A Time Lord could live practically forever, but no human ever would – or at least, none had ever been meant to. He'd allowed himself to lose sight of that with Rose, because the Last Great Time War had scarred him deeper than anything before it ever had. His last self had been bitter and angry and closed off from the universe. He'd still run around doing his best to save it, but he hadn't really _cared_ anymore.

Then he'd blown up a shop girl's job and seen himself through her eyes when she categorically refused to let him just saunter off. He'd been intrigued, but only reluctantly. He'd been knowingly rude, and then he'd taken her directly to see the destruction of her own planet and thrown her into the deep end with a truly alien gathering of aliens. Not a bit of it phased her for more than a moment or two, and suddenly he was seeing the universe with whole new eyes again through Miss Rose Tyler. It had been fantastic.
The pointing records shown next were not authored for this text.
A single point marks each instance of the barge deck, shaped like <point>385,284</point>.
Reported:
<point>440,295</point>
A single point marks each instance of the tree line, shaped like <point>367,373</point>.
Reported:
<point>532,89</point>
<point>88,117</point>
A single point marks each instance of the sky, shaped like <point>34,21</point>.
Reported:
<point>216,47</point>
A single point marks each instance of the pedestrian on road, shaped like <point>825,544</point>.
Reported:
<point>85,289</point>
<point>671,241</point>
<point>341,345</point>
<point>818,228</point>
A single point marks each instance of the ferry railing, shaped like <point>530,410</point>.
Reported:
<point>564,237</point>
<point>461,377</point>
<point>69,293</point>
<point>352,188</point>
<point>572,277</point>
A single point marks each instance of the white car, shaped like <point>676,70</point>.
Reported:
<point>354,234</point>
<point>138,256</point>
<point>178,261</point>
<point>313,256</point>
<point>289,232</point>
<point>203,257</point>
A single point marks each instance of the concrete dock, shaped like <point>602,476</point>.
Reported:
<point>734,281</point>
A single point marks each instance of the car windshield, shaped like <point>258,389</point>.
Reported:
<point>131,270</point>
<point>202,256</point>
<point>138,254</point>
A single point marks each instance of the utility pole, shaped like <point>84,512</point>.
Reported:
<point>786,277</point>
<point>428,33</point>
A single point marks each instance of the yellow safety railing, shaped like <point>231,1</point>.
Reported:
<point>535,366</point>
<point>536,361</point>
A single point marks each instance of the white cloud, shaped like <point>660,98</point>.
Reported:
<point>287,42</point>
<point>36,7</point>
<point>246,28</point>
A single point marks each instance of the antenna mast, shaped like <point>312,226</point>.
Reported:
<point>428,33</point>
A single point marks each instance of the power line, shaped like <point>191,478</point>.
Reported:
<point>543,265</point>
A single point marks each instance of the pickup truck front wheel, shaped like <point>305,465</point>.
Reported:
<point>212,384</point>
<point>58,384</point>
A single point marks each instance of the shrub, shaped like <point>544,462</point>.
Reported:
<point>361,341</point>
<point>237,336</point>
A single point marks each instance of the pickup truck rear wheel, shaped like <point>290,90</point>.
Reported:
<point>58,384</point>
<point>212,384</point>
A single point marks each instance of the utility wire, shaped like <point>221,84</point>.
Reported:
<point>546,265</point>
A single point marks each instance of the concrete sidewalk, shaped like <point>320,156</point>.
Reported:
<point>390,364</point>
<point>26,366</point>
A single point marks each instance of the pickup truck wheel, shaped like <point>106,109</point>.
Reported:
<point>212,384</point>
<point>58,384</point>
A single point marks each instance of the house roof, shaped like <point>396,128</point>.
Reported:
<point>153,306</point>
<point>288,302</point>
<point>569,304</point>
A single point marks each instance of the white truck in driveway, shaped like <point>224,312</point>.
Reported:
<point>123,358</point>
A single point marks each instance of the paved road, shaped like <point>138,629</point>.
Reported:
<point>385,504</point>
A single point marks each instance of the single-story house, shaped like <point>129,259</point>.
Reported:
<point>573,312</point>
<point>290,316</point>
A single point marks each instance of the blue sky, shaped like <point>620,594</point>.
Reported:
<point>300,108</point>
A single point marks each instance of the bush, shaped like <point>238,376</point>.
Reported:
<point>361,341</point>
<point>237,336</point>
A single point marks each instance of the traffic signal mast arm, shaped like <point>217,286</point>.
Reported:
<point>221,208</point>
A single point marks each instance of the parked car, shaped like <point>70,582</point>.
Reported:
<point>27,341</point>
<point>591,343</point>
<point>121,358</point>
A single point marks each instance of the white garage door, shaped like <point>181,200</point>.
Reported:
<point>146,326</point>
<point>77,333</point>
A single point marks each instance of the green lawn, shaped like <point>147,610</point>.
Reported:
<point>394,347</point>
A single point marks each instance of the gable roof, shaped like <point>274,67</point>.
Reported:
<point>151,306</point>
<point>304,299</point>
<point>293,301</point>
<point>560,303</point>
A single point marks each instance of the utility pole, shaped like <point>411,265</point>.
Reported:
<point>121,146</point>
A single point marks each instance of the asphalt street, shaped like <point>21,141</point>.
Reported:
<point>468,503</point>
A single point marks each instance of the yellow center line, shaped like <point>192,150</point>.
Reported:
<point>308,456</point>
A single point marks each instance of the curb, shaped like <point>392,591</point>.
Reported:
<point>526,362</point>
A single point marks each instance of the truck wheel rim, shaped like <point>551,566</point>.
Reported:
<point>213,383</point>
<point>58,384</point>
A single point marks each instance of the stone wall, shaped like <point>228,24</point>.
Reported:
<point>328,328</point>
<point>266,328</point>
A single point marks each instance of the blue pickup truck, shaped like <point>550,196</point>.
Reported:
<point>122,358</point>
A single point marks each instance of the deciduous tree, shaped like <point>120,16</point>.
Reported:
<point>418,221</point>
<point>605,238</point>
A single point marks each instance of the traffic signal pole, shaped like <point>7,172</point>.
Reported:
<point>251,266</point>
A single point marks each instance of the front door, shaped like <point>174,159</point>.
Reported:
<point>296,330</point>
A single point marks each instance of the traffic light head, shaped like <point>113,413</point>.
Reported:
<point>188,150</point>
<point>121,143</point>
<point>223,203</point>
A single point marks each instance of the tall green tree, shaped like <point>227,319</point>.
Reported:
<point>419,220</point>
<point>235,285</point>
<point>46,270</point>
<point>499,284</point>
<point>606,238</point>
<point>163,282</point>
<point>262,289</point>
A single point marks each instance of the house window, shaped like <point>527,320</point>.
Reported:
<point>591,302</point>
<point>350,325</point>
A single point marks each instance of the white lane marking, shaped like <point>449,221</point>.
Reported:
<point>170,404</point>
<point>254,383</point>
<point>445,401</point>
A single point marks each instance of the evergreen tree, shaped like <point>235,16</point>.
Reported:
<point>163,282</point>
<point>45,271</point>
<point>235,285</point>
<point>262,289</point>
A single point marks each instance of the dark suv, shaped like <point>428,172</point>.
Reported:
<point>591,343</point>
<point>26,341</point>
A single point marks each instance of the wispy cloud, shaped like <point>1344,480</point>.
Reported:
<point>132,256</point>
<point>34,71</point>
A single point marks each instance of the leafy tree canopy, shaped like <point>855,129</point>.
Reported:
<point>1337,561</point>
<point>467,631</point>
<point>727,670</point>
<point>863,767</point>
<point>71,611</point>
When events put him into the position of seeing the universe through actual new eyes, he had been shaped by Rose. With his people utterly gone from the universe, he'd needed the connection she had been forming with him, and needed it badly. As a consequence, this version of himself felt things so freshly and keenly he almost forgot he wasn't human from moment to moment some days. He'd approached the universe with a certain sense of wonder from the day he ran away from Gallifrey, despite the gruff facade he'd worn back then trying to seem important. Once he'd actually been out in it, that had only grown. It had been so much easier to feel that and remain detached while the Time Lords still lived, though. He'd had a people and a sense of place in the universe, even if he wasn't always particularly fond of it. When the war had ended and they were all gone, leaving him so very much alone, he'd opted for complete detachment. When that turned out to be a miserable road that lead nowhere good, given the opportunity to change, he'd jumped back into life with no detachment at all.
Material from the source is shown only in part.